I'm planning on taking my family travelling for 6 months. I've been researching for two years. My last employer had a fleet of trucks and vans from all three major American manufacturers. I've driven them all.
The Ford and GM vans are body-on-frame. The Dodge vans are unit body. All three vans are very, very tall. You sit higher in them than you do in a 1/2-ton pickup truck. You are sitting above the engine rather than behind it. The vans weigh over 5000 lbs empty.
The Ford and GM will use any smaller car they hit as an "air bag". Any collision with a smaller vehicle will be a mis-matched collision. The van's ladder frame hits the smaller unit body car high up. Wheel well deformation and engine pushback are less likely to trap your lower legs in the van because you're are so high up. The frame will bend, but it won't crumple like a unit body car (the smaller unit body car you hit is the van's "crumple zone"). This is why you see cars totally immobilized in an accident that a van/truck drives away from.
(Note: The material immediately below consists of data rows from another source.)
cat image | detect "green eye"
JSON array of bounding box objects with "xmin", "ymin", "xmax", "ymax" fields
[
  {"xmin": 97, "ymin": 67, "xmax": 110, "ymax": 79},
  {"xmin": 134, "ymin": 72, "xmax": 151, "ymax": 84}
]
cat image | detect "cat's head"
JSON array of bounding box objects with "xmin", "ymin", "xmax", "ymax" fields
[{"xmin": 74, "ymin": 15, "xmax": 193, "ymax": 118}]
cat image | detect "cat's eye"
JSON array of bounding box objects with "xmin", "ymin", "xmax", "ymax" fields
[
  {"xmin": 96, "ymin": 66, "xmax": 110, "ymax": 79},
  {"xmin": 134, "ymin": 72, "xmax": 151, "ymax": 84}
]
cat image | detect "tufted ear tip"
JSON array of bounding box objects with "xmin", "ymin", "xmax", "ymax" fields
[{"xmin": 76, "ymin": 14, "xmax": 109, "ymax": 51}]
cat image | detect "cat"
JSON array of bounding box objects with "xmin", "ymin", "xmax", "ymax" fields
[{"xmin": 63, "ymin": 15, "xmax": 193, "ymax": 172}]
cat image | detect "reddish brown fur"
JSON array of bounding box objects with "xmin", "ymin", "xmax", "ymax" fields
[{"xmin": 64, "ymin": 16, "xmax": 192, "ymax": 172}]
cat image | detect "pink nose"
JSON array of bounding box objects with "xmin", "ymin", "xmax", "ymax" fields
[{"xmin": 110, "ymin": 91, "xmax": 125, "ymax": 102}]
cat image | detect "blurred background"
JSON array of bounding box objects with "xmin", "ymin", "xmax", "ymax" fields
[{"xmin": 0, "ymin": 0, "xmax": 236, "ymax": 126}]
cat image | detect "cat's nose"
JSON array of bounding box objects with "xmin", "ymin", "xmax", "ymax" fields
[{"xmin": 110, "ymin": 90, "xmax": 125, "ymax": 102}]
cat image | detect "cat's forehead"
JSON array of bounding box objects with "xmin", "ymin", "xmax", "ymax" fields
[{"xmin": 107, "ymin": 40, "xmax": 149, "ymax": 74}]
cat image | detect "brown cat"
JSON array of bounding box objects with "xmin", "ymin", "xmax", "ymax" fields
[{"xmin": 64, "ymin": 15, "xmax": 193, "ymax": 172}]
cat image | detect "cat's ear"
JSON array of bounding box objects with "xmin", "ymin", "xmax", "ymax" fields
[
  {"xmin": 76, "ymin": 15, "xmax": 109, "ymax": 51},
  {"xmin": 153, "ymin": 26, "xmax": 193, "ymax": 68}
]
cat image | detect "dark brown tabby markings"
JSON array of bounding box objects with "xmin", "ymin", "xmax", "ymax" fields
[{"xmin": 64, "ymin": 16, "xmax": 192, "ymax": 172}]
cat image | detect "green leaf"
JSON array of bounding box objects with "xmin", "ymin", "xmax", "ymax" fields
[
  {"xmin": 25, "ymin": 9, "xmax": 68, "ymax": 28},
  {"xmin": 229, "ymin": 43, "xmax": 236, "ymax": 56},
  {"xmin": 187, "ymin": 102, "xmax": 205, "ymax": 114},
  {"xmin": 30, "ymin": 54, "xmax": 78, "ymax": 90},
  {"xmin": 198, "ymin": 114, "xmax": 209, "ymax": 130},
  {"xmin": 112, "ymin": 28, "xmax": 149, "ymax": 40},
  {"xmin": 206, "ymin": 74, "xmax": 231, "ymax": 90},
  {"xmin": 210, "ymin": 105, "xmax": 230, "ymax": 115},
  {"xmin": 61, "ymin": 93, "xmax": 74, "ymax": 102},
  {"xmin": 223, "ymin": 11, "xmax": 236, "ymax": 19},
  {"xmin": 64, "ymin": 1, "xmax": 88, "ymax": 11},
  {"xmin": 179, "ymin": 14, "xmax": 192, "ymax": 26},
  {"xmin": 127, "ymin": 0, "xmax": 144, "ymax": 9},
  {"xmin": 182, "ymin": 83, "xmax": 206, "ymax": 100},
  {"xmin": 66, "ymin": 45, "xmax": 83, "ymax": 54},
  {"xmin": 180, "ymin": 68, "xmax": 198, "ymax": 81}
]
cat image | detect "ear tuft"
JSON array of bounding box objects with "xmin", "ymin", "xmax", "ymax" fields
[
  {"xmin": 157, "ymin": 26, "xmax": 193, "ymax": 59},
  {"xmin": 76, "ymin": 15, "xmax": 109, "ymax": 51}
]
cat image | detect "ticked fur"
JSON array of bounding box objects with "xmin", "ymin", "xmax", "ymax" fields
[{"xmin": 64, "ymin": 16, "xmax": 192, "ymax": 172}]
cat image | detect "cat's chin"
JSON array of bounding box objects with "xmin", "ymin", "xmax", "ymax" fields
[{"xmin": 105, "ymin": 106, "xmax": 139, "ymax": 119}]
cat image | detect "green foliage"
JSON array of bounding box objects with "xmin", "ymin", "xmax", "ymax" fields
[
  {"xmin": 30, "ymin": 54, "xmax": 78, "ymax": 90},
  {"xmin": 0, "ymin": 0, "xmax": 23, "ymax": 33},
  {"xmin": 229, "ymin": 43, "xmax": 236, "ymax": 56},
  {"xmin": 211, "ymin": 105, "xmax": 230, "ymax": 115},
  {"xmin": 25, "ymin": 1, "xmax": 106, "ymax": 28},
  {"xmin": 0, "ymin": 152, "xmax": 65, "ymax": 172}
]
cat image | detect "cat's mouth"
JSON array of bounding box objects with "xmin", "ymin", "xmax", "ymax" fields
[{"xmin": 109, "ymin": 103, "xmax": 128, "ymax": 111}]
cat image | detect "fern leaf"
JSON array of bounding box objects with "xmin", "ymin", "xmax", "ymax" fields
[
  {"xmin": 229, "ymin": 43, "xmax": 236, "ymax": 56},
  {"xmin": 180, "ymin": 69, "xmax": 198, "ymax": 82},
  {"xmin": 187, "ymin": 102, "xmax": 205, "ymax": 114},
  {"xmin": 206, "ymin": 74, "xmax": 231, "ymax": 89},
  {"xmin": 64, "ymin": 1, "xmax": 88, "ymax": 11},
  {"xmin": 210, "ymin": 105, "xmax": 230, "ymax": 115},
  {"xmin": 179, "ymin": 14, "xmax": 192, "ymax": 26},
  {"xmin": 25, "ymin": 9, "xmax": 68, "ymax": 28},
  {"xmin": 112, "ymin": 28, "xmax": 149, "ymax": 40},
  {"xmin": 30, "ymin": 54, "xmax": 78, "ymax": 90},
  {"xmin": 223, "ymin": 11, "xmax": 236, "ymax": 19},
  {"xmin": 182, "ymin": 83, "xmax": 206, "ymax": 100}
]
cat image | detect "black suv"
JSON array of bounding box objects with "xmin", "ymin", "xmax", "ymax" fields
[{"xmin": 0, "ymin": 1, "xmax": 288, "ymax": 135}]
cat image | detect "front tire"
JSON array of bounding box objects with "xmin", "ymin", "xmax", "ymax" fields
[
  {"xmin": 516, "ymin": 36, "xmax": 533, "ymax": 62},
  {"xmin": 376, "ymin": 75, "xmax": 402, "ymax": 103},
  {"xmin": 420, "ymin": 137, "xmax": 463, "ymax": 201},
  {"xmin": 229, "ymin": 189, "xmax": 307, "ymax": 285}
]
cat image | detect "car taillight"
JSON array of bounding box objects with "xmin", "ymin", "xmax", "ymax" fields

If you hit an immovable object, like a bridge abutment or a tractor trailer rig, the ladder frame of the van will transmit more force into the passengers (remember, no crumple zones).
Vans and trucks do poorly in roll over accidents compared to unit-body cars. But are infinitely better than any motorhome.
All passenger vans today come with electronic stability control. They had serious problems with roll-over accidents when fully loaded with 15-people. The right side aisle made everyone sit to the left of the van. This combine with a huge rear overhang on the Ford and Chrysler vans concentrated weight on the left rear tire. Underinflation of the rear tire would lead to blowouts. Inexperienced drivers would then roll the top-heavy, tail-heavy van. Computer yaw control and tire pressure monitoring systems have pretty much solved this problem.
Is the van safer than a sedan? It depends. If I'm going to be in a collision with another car, I'd want to be in the van. The van is heavier, has a ladder frame and is higher up. If I'm going to drive into bridge abutment, the crumple zones of a unit body car are safer. If it rolls, the van is vastly safer than a motorhome, but worse off than a car.
All late model vans will have 3-point seatbelts in every seating position and LATCH for childrens' safety seats in many positions. Is the van safer than a the newest, largest Mercedes sedan. No. Is the van safer than a class-A or class-C motorhome? Absolutely yes.